Any-Any transforms appears double parse the XML data, which causes a problem for data that contains special characters. This does not occur with XML -> Tabular transformations.
Steps to reproduce:
1. Create this XML file:
--
<?xml version="1.0" encoding="utf-8" ?>
<sampleDocs>
<doc>
<id>ID_001</id>
<notes1>This is Notes1</notes1>
<notes2>This is Notes2</notes2>
</doc>
<doc>
<id>ID_002</id>
<notes1>cghchjcrffgxvcjhtgx#$#%%$^&#^%</notes1>
<notes2>cghchjcrffgxvcjhtgx#$#%%$^&#^%</notes2>
</doc>
</sampleDocs>
--
2. Point a File-XML data source at it
3. Create an XML to Tabular Mapping transformation
4. Observe it works as expected
5. Create an Any-Any transformation
6. Observe that, when executed, it fails with an error similar to "String index out of range: 30"
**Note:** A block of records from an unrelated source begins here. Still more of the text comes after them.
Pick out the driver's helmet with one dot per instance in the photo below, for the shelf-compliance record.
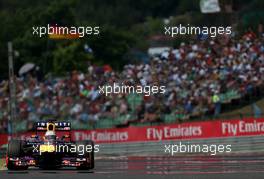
(50, 135)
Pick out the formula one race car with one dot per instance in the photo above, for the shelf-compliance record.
(49, 151)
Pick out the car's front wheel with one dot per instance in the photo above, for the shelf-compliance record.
(14, 151)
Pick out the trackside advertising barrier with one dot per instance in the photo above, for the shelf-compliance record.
(187, 130)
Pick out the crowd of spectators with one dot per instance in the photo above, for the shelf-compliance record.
(194, 74)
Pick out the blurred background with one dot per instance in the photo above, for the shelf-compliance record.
(205, 78)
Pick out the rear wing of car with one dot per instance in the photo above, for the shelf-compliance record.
(55, 126)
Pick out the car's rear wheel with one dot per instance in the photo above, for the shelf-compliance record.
(14, 150)
(89, 155)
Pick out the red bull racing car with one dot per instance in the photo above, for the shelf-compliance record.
(49, 150)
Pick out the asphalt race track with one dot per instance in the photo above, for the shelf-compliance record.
(192, 167)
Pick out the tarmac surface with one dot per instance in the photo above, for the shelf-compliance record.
(182, 167)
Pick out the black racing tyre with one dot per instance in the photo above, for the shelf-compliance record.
(15, 149)
(89, 155)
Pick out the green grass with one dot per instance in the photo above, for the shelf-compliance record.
(246, 110)
(2, 164)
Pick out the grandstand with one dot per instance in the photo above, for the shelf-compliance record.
(203, 79)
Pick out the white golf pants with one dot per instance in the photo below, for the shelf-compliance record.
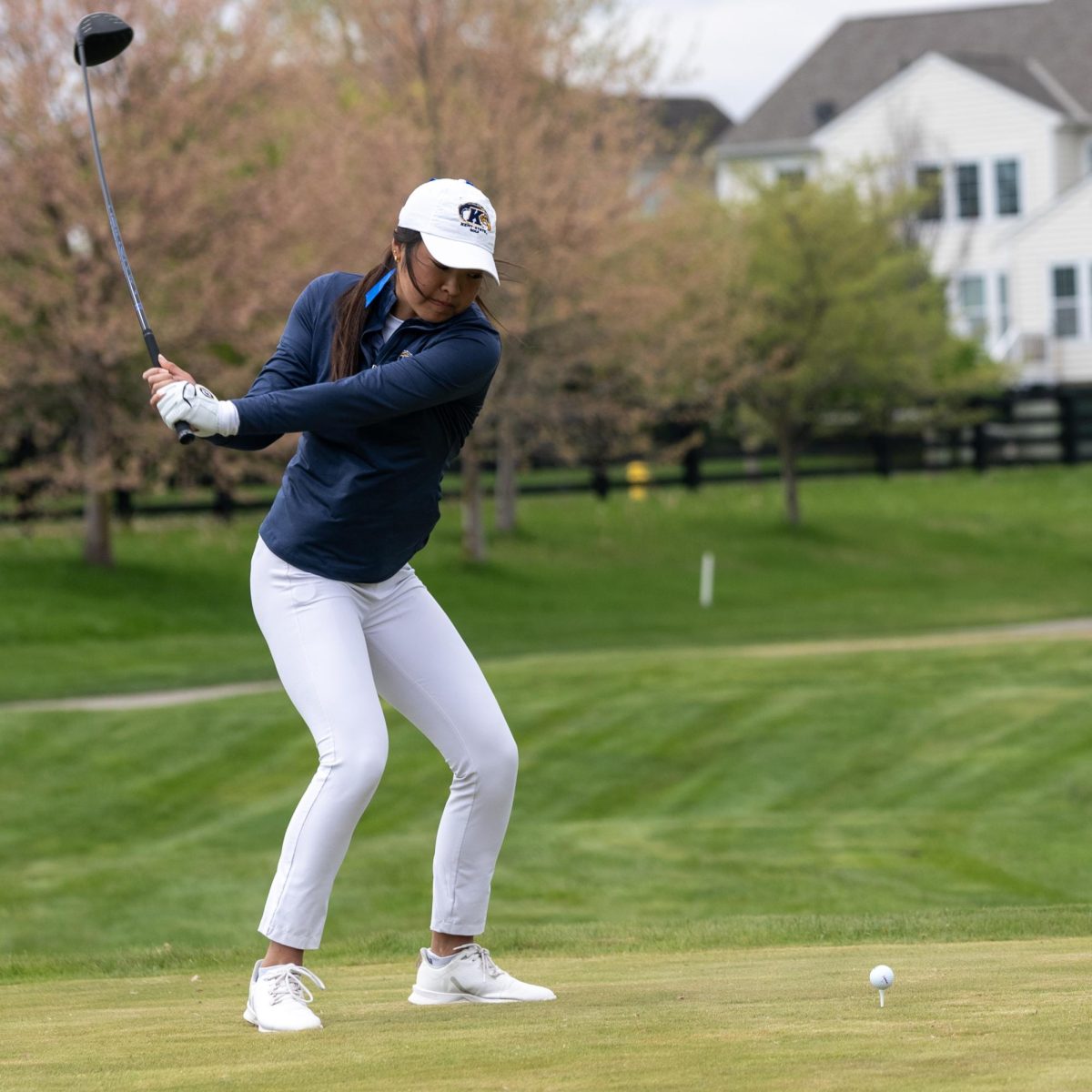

I did some investigation on this, and have determined that this appears to be caused by TDV double parsing the XML input (i.e, the first pass turns &# back into &#, which fails the second pass because it's not a valid character reference).
The following workarounds resolve the issue:
1. Wrap the input in a CDATA block: <notes1><![CDATA[cghchjcrffgxvcjhtgx#$#%%$^&#^%]]></notes1>
2. Double escape the ampersands: <notes2>cghchjcrffgxvcjhtgx#$#%%$^&amp;#^%</notes2>
Requested Solution:
Remove the double parsing behavior entirely (make Any-to-Any transforms behave identically to XML to Tabular Mapping by default), or make it a configurable setting of the TDV server.
Hi Jason:
Great - thanks for confirming.
Regards,
-Will
Hi Will,
This has been fixed in 7.0.8 HF2 which is available by contacting the support team.
Regards,
Jason